“Physicians and public health officials know that recently vaccinated individuals can spread disease and that contact with the immunocompromised can be especially dangerous. For example, the Johns Hopkins Patient Guide warns the immunocompromised to ‘Avoid contact with children who are recently vaccinated,’ and to ‘Tell friends and family who are sick, or have recently had a live vaccine (such as chicken pox, measles, rubella, intranasal influenza, polio or smallpox) not to visit.’
A statement on the website of St. Jude’s Hospital warns parents not to allow people to visit children undergoing cancer treatment if they have received oral polio or smallpox vaccines within four weeks, have received the nasal flu vaccine within one week, or have rashes after receiving the chickenpox vaccine or MMR (measles, mumps, rubella) vaccine.
… Scientific evidence demonstrates that individuals vaccinated with live virus vaccines such as MMR (measles, mumps and rubella), rotavirus, chicken pox, shingles and influenza can shed the virus for many weeks or months afterwards and infect the vaccinated and unvaccinated alike.

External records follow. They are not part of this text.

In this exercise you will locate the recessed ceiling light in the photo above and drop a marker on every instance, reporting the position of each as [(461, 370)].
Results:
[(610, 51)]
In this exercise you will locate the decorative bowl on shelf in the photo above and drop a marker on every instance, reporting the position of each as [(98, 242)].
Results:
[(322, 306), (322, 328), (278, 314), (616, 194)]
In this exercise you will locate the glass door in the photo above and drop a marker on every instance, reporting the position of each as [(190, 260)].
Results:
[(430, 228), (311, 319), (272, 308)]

Furthermore, vaccine recipients can carry diseases in the back of their throat and infect others while displaying no symptoms of a disease.

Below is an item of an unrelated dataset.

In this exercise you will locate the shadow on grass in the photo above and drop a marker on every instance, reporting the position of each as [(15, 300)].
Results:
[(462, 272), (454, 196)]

Both unvaccinated and vaccinated individuals are at risk from exposure to those recently vaccinated. Vaccine failure is widespread; vaccine-induced immunity is not permanent and recent outbreaks of diseases such as whooping cough, mumps and measles have occurred in fully vaccinated populations. Flu vaccine recipients become more susceptible to future infection after repeated vaccination.”